What is the size (spatial extent) of the receptive field of each "pixel" in the output tensor?

**Answer:** 
Padding output does changes the output size, however does not affect the recptive field.
When using dialation, we can consider an effective kernel size of $k'=d(k-1)$, where $d$ is the dilation and $k$ is the kernel size.
Looking at a single convolution layer in 1D, we can take the current receptive field of the neuron, and look at the 2 neurons at the edge and calculate how they contribute the the recepetive field of the next layer.
Each edge neuron is affected by the effective kernel size, half of it and the center neron is already in the older recpetive field, so we end with expanding by the effective kernel size minus one overall accounting for two edge neourons.


We can come up with the following formula:

$r_{i}=r_{i-1}+d(k-1)$

Using stride, we are actually mutiplying the receptive of the neuron by the stride factor from that layer and onwards. We can incoporate this into the formula with an additional parameter $n$:

$n_{i}=n_{i-1}\cdot s$

And come up with the following:

$r_{i}=r_{i-1}+d(k-1)\cdot n_{0}\ \ n_{i}=n_{i-1}\cdot s$

$r_{i}-\text{receptive field of a neuron in layer i},\ d-\text{dilation},\ k-\text{kernel size},\ s-\text{stride}$


We can treat pooling layers as a conv-layer with a fixed value for each cell ($=\frac{1}{K^{2}}$) and a stride of 2.


This gives us: 

$r_{0}=1$

$\text{Conv 1:}r_{1}=1+1(3-1)=3$

$\text{Pool 1:}r_{2}=3+1(2-1)\cdot2=5$

$\text{Conv 2:}r_{3}=5+1(5-1)\cdot2\cdot2=21$

$\text{Pool 2:}r_{4}=21+1(2-1)\cdot2\cdot2\cdot2=29$

$\text{Conv 3:}r_{5}=29+2(7-1)\cdot2\cdot2\cdot2=125$

As this is performed as a 2D conv, we can infer that the recpetive field of a neuron at the out is $\boxed {125 \times 125}$

4. You have trained a CNN, where each layer $l$ is represented by the mapping $\vec{y}_l=f_l(\vec{x};\vec{\theta}_l)$, and $f_l(\cdot;\vec{\theta}_l)$ is a convolutional layer (not including the activation function).
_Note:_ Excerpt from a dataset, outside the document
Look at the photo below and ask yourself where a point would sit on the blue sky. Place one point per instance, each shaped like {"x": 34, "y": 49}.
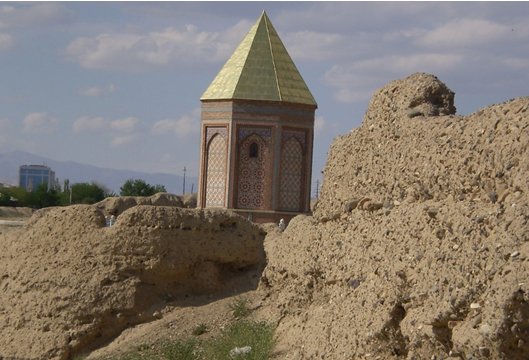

  After hearing that residual networks can be made much deeper, you decide to change each layer in your network you used the following residual mapping instead $\vec{y}_l=f_l(\vec{x};\vec{\theta}_l)+\vec{x}$, and re-train.

  However, to your surprise, by visualizing the learned filters $\vec{\theta}_l$ you observe that the original network and the residual network produce completely different filters. Explain the reason for this.
  
**Answer:** When training a residual block, the block learns a residual mapping which is a delta from the identity mapping as we learned in the tutorial, and is much easier to opimize.
On contrast when training a "classic" CNN block, the filter is learnt "from scratch" so we would expect a major difference between the filter of the CNN (which is learnt "from scratch") and of the residual block (Which is learnt from the identity mapping).

### Dropout

1. **True or false**: dropout must be placed only after the activation function.

**Answer:** **False**. 
Assuming the activation performed maps $0$ to $0$, then performing a dropout after the activation has the same results, since we would zero certain neurons before or after the activation, and the result will be the same.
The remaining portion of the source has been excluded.